As camadas sociais intermédias (a chamada classe média) que beneficiam de rendimentos de trabalho um pouco melhores, tendo nível de instrução cada vez mais elevado, maior racionalidade nas decisões e estando a alargar-se, ponderam para as suas escolhas políticas as propostas para melhor justiça social sem deixar de ter em conta que, a prazo, elas não são exequíveis sem políticas que levem ao aumento da produtividade do trabalho e ao combate ao desperdício e à fraude.

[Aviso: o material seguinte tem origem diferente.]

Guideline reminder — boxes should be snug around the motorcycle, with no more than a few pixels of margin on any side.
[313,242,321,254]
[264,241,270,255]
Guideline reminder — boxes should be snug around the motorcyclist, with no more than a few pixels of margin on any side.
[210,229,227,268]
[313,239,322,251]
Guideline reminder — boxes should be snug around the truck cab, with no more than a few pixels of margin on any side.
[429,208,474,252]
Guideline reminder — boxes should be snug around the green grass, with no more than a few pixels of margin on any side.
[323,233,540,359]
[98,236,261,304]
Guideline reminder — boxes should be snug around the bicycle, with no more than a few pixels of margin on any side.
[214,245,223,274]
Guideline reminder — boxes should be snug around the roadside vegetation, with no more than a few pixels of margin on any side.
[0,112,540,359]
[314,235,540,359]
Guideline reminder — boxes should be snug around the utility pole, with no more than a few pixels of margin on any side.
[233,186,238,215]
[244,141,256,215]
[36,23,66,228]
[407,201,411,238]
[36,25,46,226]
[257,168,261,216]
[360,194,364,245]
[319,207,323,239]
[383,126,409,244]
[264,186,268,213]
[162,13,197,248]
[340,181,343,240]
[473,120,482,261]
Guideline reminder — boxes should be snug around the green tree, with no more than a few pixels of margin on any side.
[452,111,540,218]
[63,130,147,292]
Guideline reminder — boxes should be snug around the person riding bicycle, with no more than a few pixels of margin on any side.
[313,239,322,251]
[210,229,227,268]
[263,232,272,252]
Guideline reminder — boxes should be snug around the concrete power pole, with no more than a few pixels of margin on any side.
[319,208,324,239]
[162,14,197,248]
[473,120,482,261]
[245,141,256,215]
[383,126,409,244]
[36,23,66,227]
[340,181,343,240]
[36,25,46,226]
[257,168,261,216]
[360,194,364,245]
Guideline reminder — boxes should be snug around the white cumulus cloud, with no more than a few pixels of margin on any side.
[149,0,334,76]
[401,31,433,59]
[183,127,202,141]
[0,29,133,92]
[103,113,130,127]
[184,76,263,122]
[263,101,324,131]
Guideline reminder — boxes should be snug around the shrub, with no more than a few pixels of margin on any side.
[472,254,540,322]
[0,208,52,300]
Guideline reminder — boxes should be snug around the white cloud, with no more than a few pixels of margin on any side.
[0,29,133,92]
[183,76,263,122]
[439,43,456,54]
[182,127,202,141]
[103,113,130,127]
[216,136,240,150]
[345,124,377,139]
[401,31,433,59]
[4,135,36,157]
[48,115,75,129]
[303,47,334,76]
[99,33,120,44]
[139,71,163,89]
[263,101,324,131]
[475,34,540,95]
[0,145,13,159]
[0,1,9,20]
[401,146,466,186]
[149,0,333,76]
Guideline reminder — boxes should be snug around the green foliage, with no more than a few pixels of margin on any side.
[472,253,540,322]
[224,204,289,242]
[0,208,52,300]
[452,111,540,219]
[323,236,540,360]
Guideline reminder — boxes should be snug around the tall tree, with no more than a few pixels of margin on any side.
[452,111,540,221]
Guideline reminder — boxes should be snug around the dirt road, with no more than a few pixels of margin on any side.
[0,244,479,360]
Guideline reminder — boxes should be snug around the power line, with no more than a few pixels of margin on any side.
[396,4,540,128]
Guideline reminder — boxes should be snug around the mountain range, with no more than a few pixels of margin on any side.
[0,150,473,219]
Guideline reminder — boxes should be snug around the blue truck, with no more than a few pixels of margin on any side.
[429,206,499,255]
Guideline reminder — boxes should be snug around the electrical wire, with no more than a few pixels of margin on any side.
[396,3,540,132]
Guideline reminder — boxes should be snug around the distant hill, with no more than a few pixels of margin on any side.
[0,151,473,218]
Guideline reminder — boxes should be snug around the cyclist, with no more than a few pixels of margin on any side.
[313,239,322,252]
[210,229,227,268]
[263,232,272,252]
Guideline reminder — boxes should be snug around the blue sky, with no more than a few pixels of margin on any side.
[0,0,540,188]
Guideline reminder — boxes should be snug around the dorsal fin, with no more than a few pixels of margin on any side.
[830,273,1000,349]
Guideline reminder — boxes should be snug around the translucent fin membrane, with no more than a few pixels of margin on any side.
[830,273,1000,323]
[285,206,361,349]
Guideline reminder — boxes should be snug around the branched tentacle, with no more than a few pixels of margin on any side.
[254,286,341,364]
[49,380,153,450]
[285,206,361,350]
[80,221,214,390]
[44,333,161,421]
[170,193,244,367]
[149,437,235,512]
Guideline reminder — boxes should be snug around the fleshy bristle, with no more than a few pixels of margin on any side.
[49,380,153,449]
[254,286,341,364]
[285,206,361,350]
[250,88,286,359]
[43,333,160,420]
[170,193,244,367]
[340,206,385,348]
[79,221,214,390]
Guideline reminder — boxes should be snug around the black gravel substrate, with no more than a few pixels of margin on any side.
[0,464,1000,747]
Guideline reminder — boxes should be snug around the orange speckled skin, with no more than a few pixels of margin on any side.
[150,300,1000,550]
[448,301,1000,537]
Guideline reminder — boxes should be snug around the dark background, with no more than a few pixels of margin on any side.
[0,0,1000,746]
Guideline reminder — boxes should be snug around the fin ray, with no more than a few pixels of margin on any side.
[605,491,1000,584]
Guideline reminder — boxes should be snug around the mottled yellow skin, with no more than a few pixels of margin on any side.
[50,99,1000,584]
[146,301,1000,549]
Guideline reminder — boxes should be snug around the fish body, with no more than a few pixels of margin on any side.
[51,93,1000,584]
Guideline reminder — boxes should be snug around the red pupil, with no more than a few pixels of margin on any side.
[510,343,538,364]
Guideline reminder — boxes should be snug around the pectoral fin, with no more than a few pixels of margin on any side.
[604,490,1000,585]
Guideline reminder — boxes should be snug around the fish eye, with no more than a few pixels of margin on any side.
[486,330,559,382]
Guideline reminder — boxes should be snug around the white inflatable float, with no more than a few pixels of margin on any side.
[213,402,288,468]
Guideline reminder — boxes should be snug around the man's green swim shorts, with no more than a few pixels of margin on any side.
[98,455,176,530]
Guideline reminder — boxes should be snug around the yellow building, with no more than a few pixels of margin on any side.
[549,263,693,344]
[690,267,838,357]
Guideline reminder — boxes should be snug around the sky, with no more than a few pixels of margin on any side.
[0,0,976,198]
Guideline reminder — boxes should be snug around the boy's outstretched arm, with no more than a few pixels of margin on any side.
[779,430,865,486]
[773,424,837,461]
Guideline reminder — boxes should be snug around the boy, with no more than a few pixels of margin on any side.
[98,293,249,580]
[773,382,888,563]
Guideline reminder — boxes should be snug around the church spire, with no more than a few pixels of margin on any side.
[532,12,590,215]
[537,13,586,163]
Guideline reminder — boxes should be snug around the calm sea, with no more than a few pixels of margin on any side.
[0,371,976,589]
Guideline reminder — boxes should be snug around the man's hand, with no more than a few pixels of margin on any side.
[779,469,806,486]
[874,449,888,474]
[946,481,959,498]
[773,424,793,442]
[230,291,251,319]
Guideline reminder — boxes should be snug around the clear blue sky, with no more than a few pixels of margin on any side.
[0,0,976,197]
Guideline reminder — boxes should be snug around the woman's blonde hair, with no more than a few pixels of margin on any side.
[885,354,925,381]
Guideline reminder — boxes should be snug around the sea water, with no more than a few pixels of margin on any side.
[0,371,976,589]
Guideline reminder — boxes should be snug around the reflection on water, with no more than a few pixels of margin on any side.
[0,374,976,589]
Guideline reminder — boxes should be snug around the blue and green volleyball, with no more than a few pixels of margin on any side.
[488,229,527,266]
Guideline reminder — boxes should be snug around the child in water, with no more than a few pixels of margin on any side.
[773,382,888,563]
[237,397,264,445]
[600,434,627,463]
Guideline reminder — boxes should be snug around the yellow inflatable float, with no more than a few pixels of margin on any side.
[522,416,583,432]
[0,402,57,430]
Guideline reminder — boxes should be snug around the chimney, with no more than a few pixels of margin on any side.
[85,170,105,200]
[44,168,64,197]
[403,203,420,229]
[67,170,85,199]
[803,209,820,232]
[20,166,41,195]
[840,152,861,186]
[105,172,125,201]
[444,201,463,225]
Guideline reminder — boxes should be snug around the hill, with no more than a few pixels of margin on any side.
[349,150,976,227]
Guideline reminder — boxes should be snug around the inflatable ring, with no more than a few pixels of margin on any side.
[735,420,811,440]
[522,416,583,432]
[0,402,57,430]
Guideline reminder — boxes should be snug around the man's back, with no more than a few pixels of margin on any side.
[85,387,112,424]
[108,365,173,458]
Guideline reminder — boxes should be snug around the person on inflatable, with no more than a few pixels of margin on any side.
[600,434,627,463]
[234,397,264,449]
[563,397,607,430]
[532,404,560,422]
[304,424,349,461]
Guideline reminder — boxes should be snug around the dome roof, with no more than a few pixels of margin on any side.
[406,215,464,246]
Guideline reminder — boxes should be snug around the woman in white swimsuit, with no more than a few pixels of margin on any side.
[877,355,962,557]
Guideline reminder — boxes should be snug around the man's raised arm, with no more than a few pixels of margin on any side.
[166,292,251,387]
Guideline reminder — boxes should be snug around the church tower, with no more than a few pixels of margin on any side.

Poderá contrapor-se que nem o PCP nem o BE querem chegar ao poder por via de eleições. O seu projecto será conquistar o poder por via revolucionária, isto é em período de rotura por convulsão social e política. Embora os acontecimentos futuros na vida dos povos não sejam previsíveis, que os passados sempre ocorreram surpreendentemente, o colapso dos regimes socialistas, filhos directos ou indirectos da Revolução Russa de 1917, minados por contradições internas nascidas da sua não democratização não permite prever que os regimes políticos democráticos actuais,  tendo em conta o contínuo aumento da riqueza geral gerado pela produção industrial, apesar do asfixiante controle que é feito pelo condicionamento da opinião pública pelos  grandes meios de comunicação social e pela fiscalização da vida dos cidadãos pela informação policial sobre as suas vidas baseada em poderosos e discretos meios tecnológicos de que muito poucos têm consciência, venham a cair a curto prazo  por revolução.
Poderiam esses partidos (o PCP e o BE) prestar melhor serviço aos cidadãos se, sem deixar de propor outro modelo de organização da sociedade, defendessem nas eleições a que concorrem medidas de correcção de injustiças sociais, apresentando também propostas para crescimento económico com aumento de produtividade e combate ao desperdício e à fraude. Isso poderia contribuir para possibilitar governos de entendimento ou coligação entre os partidos de esquerda e o de centro esquerda, que é o Partido Socialista, o que poderia contribuir para melhor livrar o país de novos desastres governativos dos governos de direita como os já ocorridos e será de esperar de governo do PSD de Passos Coelho, se ganhar a próxima  eleição legislativa que procura antecipar.